Francesco Carelli, Professor of Family  Medicine, University of Milan and Rome

Attilio Giotta, internship graduate doctor, University of Milan

 Communication between hospital doctors and family doctors is a frequently undervalued  or – worse – not considered aspect of Health Systems.

This is a key aspect for diagnosis, care and patient’s  follow-up, mainly in chronic diseases, as well as  for adequate psychological / human support  for patients.  Cancers are a typical example, where, often after a first suspect by the family doctor, who prescribes most adequate exams to confirm or not, second level exams are performed by involvement of hospital specialists. 

At this point, correct communication between hospital and primary care is essential for the patient to get any possible explanation, in a process where the centre of clinical – diagnostic exams is not the disease, but the patient affected with his / her illness.  Only in this way it will be possible to involve all aspects in patients’ life, not just biological one, but also psychological, familial and social ones, taking in consideration how the illness influences and modifies  styles and habits in the patients’ life.   

Obviously, not always there is this gap in communication during the diagnostic process, but, considering the possible  negative consequences, it is essential to underline its fundamental importance so to avoid cases where patients could be left alone, in such delicate situations as cancer discoveries. 

An example of this communication deficit comes from a 62 years old male patient, with history of hypertension, arthrosis, and danger at work being employed as cleaner for cisterns.  Because of long episode of cough, family doctor prescribed radiographies that indicated multiple lung nodules.  The following PET showed mild hypercaptation at lesions’ level, associated with differentiated neuroendocrine neoplasm.   

Such results pushed family doctor to refer the patient to an oncologist, who prescribed a cycle of chemotherapy. After that, the patient never went to the oncologist for  usual follow-up.  Some time later, the patient visited his family doctor because of persistent back pain, and thorax tomography revealed  enlargement of the known lesions, mainly on the right. Persistence of pain pushed for dorsal and lumbar spine RM that showed multiple focal alterations in the signals mainly at passage L4-L5-S1, all attributed to bone metastases.  

Out of the clinical context, it is interesting to note a totally absence of controls for years.  When family doctor insisted in investigating, it was clear a total ignorance for the importance of the disease by the patient, only worrying for back pain, stopping him from work and putting  him in danger to lose the work itself.   Speaking with his family doctor,  the patient  resulted  not  informed  about the disease, its possible complications, consequences, therapies to be taken. Partially because of patient’s superficiality, admitting some disinterest about his own health, partially because of lack of information and follow up by the specialist, he had considered as not useful to continue in controls. Also, he was not addressed to go back to his family doctor, so eliminating (as here frequently happens) a key professional  referent for every necessity related to the disease.
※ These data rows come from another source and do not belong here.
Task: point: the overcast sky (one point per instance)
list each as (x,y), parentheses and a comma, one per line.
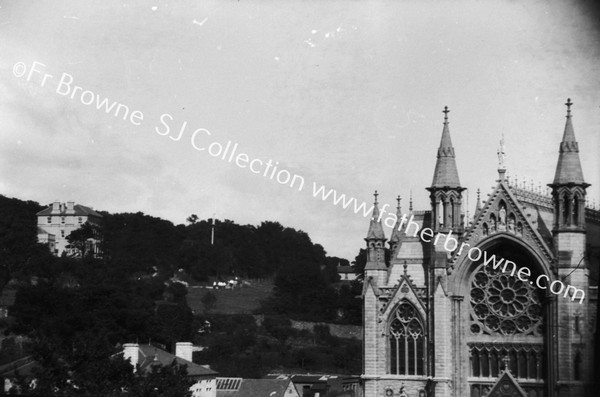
(346,94)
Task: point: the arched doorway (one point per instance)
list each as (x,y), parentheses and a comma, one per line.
(503,320)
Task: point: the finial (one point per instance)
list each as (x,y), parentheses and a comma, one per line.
(501,154)
(506,361)
(569,104)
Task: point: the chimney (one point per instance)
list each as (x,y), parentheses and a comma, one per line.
(184,350)
(131,352)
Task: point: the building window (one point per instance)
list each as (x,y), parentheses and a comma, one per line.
(501,303)
(407,342)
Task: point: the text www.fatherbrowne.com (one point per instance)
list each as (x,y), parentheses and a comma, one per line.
(65,86)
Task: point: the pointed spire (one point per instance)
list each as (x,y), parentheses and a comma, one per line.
(501,159)
(446,173)
(395,237)
(568,169)
(375,228)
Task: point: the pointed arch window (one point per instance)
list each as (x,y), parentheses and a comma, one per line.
(576,209)
(566,209)
(407,341)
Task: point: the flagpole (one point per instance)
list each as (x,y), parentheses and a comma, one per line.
(212,231)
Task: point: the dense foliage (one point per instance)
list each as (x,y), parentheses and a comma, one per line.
(237,346)
(76,313)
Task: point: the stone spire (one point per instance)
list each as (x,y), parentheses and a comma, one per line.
(568,169)
(446,173)
(375,266)
(375,229)
(395,237)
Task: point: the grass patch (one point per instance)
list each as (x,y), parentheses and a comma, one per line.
(242,300)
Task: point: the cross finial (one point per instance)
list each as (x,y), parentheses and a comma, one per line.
(446,111)
(506,361)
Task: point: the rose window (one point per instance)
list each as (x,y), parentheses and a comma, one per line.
(501,303)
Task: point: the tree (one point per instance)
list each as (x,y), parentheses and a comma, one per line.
(79,238)
(209,300)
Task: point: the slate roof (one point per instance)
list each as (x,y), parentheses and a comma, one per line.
(79,210)
(238,387)
(150,355)
(263,388)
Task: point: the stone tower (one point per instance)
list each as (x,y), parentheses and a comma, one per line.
(440,320)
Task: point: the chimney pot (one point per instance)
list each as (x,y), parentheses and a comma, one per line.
(184,350)
(131,352)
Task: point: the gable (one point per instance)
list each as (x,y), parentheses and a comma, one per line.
(502,213)
(507,386)
(405,291)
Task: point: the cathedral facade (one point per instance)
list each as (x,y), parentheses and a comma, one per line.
(443,323)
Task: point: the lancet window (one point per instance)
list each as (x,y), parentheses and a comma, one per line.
(407,341)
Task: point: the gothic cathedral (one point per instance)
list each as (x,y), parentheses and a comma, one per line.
(442,323)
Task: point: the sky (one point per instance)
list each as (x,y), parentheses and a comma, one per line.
(342,94)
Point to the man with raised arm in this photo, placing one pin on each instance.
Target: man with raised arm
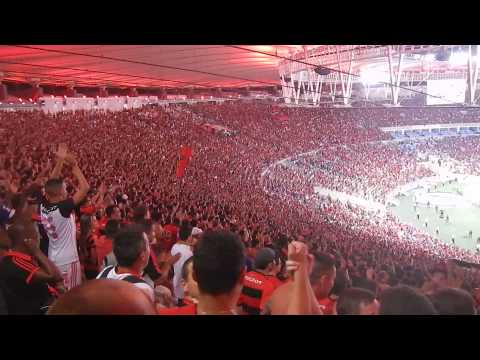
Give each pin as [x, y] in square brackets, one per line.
[58, 219]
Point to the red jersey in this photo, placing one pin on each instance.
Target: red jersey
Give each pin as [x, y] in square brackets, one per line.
[257, 289]
[327, 305]
[104, 246]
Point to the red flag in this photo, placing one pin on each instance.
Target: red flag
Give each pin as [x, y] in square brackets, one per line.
[185, 155]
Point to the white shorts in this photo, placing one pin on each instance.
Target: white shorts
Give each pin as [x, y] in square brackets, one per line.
[72, 275]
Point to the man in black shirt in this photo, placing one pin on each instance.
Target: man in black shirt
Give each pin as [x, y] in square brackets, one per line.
[25, 274]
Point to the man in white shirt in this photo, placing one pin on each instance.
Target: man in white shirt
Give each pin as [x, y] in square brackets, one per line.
[58, 219]
[181, 252]
[132, 251]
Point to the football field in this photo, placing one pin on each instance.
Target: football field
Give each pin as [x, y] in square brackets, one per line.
[463, 216]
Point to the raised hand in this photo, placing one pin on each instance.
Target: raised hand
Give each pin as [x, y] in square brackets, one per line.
[62, 151]
[71, 160]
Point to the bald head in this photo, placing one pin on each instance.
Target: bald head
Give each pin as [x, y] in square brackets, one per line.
[104, 297]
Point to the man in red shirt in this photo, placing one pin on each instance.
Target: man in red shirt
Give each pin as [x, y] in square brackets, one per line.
[26, 273]
[218, 268]
[259, 284]
[322, 278]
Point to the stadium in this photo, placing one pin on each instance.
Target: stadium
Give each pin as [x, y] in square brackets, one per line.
[239, 179]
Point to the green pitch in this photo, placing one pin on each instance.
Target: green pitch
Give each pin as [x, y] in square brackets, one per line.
[461, 219]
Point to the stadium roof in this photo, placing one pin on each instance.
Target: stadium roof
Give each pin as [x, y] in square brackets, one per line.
[164, 66]
[142, 65]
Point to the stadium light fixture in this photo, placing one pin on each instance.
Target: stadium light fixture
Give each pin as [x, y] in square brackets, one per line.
[458, 59]
[370, 76]
[429, 57]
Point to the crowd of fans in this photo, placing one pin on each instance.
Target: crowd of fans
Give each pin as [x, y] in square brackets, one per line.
[106, 204]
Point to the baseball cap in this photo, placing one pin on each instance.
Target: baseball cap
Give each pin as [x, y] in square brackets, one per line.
[196, 231]
[264, 257]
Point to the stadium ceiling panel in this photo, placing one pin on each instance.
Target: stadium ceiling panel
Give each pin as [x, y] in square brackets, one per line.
[172, 66]
[142, 65]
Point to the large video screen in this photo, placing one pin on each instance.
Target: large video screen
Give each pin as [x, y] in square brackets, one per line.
[451, 91]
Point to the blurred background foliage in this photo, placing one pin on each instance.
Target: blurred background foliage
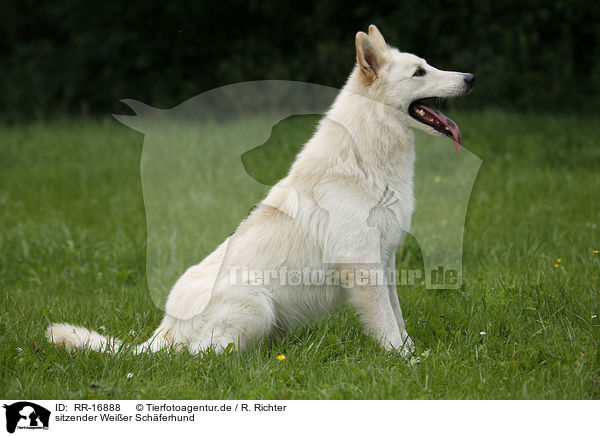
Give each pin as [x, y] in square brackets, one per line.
[77, 57]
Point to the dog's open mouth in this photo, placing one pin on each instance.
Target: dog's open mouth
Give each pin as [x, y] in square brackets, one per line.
[435, 119]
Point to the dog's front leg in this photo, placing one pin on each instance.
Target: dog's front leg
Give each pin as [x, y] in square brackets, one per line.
[393, 293]
[374, 307]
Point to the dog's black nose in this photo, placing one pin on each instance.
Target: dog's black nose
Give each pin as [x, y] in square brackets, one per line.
[470, 80]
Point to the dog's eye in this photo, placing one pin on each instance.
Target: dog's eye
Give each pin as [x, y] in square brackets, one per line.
[420, 72]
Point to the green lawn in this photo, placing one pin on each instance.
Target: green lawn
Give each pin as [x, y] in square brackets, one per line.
[73, 248]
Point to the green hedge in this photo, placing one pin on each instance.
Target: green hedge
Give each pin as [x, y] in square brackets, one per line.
[73, 56]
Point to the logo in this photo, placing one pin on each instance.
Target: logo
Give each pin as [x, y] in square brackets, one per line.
[26, 415]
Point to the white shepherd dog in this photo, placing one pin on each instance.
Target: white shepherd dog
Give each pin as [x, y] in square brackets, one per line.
[378, 108]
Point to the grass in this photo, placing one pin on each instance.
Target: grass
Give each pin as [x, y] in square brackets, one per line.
[73, 248]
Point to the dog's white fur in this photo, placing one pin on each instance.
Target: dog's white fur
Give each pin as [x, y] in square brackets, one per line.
[205, 310]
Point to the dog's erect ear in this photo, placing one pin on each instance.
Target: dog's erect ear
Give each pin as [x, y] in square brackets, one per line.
[368, 56]
[377, 37]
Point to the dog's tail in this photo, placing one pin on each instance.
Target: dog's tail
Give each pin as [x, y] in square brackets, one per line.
[71, 337]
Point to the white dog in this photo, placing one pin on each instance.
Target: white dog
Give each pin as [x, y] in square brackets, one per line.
[323, 216]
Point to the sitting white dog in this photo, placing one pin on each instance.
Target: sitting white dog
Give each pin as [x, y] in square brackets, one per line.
[360, 158]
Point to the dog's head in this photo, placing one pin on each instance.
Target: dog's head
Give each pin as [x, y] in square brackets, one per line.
[403, 81]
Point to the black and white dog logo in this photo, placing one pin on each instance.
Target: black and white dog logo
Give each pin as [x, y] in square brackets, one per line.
[26, 415]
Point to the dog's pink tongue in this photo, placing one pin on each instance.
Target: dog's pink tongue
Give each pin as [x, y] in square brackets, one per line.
[438, 118]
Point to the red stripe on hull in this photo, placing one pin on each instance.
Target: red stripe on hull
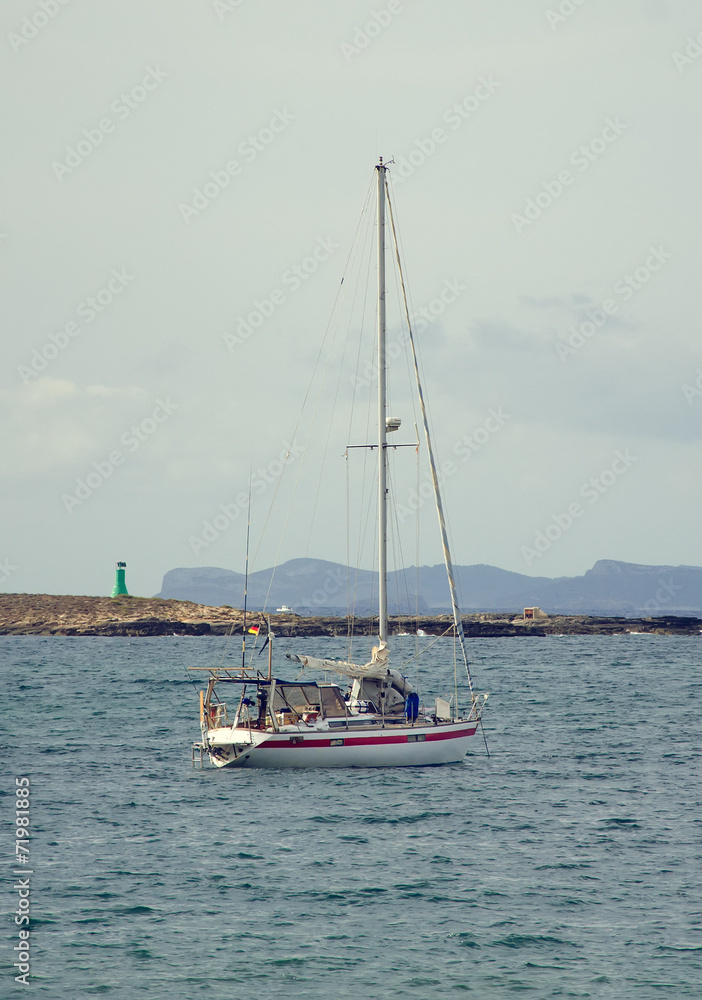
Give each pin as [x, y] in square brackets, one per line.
[353, 741]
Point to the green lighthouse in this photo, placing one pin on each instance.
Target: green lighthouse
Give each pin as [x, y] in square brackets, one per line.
[120, 586]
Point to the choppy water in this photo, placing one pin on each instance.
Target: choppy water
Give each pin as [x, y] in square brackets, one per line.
[568, 864]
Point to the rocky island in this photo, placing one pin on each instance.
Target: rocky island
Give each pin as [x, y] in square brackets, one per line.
[49, 614]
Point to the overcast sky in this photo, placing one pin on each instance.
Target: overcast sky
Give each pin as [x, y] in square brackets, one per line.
[169, 164]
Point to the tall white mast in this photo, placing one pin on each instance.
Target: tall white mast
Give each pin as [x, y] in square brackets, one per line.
[382, 466]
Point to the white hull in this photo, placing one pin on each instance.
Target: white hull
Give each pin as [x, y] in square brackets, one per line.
[392, 746]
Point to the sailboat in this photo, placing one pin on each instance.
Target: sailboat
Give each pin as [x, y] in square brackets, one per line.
[373, 718]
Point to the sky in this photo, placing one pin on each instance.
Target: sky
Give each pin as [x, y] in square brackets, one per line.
[183, 182]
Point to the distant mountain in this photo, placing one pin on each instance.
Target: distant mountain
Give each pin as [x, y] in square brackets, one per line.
[315, 586]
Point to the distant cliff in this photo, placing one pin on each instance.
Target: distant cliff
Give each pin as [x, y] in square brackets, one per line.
[314, 586]
[50, 614]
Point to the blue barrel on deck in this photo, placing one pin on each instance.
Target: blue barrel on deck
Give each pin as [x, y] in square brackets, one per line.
[412, 707]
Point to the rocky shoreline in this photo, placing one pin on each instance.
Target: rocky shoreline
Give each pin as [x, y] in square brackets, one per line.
[49, 614]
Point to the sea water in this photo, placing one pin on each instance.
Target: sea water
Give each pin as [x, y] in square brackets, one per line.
[567, 863]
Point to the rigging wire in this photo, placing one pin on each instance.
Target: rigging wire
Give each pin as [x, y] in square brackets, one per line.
[334, 315]
[458, 622]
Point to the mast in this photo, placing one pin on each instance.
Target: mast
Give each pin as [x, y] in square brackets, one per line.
[382, 458]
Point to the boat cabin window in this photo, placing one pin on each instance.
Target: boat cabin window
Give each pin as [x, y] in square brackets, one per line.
[333, 705]
[297, 698]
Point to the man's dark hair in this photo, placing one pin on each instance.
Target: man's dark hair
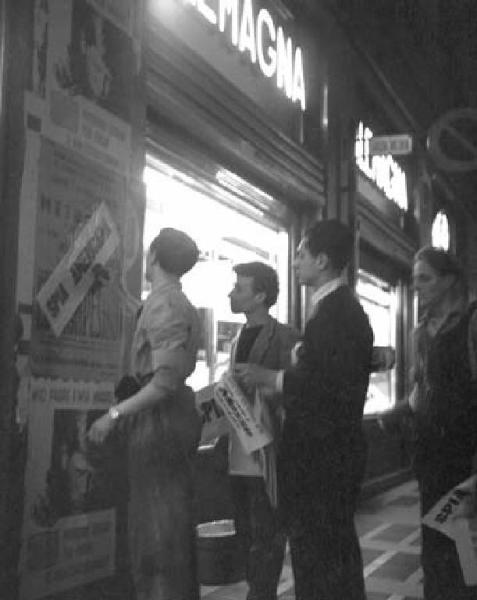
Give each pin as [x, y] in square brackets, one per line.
[174, 251]
[333, 239]
[264, 278]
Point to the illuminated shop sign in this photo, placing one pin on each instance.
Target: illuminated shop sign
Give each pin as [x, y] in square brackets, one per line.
[383, 170]
[441, 231]
[259, 38]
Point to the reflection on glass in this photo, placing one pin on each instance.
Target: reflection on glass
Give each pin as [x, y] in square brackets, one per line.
[379, 300]
[225, 237]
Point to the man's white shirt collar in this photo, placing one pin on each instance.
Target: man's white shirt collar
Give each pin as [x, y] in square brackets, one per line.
[325, 290]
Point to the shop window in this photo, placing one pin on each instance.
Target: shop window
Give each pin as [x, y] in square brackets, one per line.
[379, 300]
[227, 232]
[440, 231]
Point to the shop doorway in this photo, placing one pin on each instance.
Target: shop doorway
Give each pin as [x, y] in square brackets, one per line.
[228, 231]
[380, 302]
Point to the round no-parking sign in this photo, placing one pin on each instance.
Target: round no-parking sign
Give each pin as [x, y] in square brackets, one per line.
[452, 140]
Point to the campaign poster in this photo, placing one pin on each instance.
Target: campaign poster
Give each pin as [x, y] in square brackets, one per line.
[85, 64]
[69, 526]
[79, 248]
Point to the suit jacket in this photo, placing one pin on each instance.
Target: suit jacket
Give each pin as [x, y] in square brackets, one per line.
[322, 453]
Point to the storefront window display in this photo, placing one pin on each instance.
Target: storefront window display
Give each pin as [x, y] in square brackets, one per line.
[379, 300]
[227, 231]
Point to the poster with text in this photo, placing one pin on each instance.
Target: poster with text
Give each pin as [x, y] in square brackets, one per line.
[79, 249]
[84, 67]
[69, 525]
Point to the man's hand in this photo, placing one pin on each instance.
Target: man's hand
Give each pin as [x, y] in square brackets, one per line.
[100, 429]
[250, 375]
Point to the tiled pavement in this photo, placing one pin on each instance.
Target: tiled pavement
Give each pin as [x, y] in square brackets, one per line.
[388, 528]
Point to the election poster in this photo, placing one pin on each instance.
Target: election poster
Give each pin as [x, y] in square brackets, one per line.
[69, 525]
[79, 236]
[455, 515]
[85, 57]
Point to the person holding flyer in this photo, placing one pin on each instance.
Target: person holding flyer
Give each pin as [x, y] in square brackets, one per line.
[163, 428]
[322, 453]
[264, 341]
[442, 408]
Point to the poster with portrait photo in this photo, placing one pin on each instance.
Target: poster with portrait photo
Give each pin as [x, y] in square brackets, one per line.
[71, 490]
[85, 67]
[89, 56]
[80, 244]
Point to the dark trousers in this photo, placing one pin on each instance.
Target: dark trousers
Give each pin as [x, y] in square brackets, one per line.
[326, 557]
[443, 579]
[318, 502]
[260, 536]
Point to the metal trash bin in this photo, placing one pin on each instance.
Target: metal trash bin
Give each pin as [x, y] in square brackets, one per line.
[219, 560]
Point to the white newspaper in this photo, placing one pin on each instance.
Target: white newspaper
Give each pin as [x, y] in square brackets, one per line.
[455, 515]
[238, 411]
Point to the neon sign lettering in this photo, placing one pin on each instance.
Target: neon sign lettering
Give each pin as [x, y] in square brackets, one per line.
[383, 170]
[265, 44]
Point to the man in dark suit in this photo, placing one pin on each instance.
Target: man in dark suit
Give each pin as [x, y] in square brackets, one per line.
[323, 452]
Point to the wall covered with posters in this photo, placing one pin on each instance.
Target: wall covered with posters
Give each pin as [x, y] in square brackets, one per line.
[81, 204]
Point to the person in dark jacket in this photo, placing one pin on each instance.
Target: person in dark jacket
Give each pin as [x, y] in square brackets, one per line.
[442, 407]
[323, 451]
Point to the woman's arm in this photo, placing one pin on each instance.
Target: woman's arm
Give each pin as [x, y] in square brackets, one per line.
[147, 397]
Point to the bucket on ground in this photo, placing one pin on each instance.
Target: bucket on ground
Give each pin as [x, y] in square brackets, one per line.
[218, 554]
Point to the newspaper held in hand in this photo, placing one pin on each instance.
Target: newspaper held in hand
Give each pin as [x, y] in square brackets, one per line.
[239, 412]
[455, 515]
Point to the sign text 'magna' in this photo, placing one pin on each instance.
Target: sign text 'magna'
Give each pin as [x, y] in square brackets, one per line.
[258, 36]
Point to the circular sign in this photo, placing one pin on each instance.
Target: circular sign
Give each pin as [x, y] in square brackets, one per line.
[452, 140]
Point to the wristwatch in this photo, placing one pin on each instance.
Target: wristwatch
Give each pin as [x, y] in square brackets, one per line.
[114, 413]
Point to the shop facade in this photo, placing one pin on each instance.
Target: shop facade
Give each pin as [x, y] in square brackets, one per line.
[123, 121]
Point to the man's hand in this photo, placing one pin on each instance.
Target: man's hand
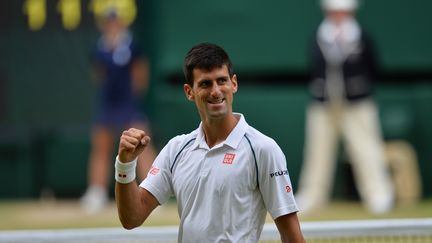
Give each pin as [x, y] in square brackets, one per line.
[132, 144]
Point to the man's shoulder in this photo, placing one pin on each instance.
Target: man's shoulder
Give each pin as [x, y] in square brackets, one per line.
[182, 139]
[259, 139]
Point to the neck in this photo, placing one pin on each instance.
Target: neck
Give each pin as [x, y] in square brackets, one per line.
[216, 131]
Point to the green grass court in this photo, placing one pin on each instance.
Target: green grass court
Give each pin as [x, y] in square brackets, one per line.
[62, 214]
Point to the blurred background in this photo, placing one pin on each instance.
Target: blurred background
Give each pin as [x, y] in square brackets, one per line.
[47, 96]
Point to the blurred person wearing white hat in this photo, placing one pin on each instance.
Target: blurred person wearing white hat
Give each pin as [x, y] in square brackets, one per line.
[343, 67]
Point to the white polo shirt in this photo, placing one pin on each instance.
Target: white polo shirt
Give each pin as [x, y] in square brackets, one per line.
[223, 193]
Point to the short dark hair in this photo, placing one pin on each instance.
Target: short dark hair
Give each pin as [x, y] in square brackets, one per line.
[205, 56]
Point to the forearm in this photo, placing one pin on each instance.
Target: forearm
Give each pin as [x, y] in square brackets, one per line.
[129, 205]
[289, 228]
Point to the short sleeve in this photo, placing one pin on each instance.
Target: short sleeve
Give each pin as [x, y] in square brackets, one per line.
[274, 181]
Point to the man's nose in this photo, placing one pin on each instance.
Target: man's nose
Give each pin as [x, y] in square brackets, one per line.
[215, 89]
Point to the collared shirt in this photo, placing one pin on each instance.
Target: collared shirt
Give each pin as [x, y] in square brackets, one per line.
[224, 192]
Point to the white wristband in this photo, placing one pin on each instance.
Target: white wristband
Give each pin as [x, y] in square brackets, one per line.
[125, 172]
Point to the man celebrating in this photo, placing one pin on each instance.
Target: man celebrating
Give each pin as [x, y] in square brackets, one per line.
[225, 175]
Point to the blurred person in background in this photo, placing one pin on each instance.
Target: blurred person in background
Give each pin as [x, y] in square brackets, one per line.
[122, 76]
[342, 69]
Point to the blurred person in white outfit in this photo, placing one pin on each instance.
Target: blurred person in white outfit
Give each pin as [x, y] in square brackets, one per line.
[343, 68]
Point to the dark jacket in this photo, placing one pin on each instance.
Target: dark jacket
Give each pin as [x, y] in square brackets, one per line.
[359, 71]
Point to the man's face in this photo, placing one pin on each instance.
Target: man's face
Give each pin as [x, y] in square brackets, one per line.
[212, 92]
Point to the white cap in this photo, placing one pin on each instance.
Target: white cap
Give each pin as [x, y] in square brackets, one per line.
[339, 5]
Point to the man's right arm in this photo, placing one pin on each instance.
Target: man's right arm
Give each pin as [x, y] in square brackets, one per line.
[134, 204]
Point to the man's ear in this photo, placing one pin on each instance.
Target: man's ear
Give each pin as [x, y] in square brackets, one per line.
[234, 83]
[188, 92]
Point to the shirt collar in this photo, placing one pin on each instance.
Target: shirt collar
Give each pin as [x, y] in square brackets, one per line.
[233, 139]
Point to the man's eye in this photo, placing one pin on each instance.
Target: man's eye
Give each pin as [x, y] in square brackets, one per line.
[204, 84]
[222, 81]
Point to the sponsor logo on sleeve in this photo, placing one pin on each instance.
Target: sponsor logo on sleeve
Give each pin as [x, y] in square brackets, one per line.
[154, 170]
[228, 159]
[279, 173]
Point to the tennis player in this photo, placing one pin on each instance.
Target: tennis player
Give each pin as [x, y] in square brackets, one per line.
[225, 175]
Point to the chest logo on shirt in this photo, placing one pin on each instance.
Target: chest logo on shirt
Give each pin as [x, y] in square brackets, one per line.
[228, 159]
[154, 170]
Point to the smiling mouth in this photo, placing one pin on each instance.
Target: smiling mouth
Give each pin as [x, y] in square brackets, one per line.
[215, 102]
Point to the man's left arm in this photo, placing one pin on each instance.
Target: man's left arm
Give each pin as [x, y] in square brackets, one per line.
[289, 228]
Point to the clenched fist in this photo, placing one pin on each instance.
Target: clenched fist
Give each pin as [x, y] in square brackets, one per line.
[132, 143]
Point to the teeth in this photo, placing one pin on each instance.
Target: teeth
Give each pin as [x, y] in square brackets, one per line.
[216, 101]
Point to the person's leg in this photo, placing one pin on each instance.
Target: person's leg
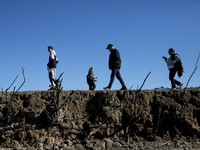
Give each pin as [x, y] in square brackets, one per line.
[177, 82]
[112, 76]
[118, 75]
[172, 73]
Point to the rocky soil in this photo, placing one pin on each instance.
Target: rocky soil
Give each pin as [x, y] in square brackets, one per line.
[95, 120]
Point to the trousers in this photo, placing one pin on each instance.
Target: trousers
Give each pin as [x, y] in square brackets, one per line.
[52, 76]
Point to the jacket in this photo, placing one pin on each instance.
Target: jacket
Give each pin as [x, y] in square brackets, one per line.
[114, 59]
[53, 60]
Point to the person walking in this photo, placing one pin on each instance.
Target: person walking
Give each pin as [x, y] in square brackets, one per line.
[51, 66]
[174, 64]
[114, 64]
[91, 79]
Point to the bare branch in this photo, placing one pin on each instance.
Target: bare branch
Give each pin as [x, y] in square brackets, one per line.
[12, 84]
[196, 66]
[24, 79]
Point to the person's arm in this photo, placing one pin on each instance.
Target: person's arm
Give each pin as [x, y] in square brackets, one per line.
[177, 58]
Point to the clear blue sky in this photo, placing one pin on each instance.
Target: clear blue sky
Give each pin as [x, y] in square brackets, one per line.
[80, 30]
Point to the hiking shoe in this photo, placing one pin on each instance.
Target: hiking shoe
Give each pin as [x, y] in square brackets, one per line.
[107, 88]
[180, 86]
[123, 88]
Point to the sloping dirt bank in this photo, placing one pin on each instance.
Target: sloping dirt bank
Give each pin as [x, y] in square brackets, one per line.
[104, 119]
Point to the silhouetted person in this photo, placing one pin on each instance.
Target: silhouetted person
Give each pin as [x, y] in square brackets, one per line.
[91, 79]
[51, 66]
[114, 66]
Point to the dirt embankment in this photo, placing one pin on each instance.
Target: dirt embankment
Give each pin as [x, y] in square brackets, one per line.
[130, 116]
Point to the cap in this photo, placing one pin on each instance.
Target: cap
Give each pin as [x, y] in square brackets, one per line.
[109, 45]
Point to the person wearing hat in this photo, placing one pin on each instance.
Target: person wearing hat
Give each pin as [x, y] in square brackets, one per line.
[51, 66]
[114, 64]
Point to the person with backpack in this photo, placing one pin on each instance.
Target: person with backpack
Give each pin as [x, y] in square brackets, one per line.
[91, 79]
[51, 66]
[114, 65]
[174, 65]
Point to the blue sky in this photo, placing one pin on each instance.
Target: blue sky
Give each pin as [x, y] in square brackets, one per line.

We must underline also the total and absolute lack of communication, even just by email, between two medical professionals: the hospital specialist who, just as definition, sees the patient for a short and defined time, and the family doctor, the professional who should be in the position to follow him in continuity, horizontally during time.  This interruption in the chain of transmission of information drives, as in this case, to charge too much responsibility on patient’s shoulders. 

He / she  , because of his / her  behavior or because of other factors, remains alone, as unique ” messenger ” for news about his state of health,  so heavily affecting his own health situation although if lacking of adequate  competences.